Ida B. Wells former residence: This Chicago landmark honors the legacy of Ida B. Wells, the journalist and social reformer who advocated for civil rights, women’s suffrage, and economic justice. She’s remembered for her anti-lynching campaign and as a founding member of the NAACP. 3624 King Drive

Gwendolyn Brooks former residence: Gwendolyn Brooks was one of Chicago’s most acclaimed and beloved poets, whose many accolades include a Pulitzer Prize. Her childhood home still stands on the south side of the city, and nearby Brooks Park honors the writer with a bronze statue. 7428 South Evans Ave.

Women and Children First: This independent, feminist-focused book shop has over 30,000 books by and about women. Along with their robust collection, they host regular community events, readings, author discussions, and more with the intent of supporting and promoting female authors. 5233 N. Clark St.

Aqua Tower/Vista Tower: Chicago has one of the world’s most iconic skylines, and one acclaimed female architect has made her mark on it. The Aqua Tower, with its distinctive waved exterior, currently holds the record for tallest building designed by a woman — Chicago’s own Jeanne Gang.

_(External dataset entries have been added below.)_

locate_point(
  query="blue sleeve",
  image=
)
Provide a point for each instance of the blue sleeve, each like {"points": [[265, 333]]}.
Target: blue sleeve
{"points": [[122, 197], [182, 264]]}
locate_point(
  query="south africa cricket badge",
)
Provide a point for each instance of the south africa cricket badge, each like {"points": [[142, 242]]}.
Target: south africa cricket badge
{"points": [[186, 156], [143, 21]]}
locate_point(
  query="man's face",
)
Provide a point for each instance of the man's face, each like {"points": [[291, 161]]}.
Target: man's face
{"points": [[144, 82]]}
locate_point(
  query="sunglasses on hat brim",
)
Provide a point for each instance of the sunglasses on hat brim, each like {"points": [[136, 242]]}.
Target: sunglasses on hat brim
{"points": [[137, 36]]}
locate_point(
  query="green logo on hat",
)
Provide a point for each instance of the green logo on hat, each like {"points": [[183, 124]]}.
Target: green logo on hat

Her latest project, the Vista Tower, will take over the record once it’s completed later this year. 225 N. Columbus Drive/345 E. Wacker Drive

Chicago Women’s Park and Garden: This small, charming green space honors the historical contributions women have made to the city of Chicago. One defining feature of the park is a symbolically powerful statue dedicated to Jane Addams and designed by Louise Bourgeois, known as “one of the most important and influential artists of the 20th and 21st centuries.” 1801 S. Indiana Ave.

LGBTQ+ landmarks: Chicago has been shaped by a long line of LGBTG+ leaders, including many influential women. Explore their rich legacy through the city’s many LGBTQ+ landmarks, which honor icons like Lorraine Hansberry, Pearl Hart, and Valerie Taylor. And the Chicago Legacy Walk includes many pioneering women in LGBTQ+ history. Citywide

Chicago Women’s History Center: The Chicago Women’s History Center is a non-profit group of historians, archivists, teachers, and activists dedicated to sharing and preserving local women’s history.  Upcoming events include African American Women and the Vote: A Centennial Review at Harold Washington Library. 2109 N. Humboldt Blvd.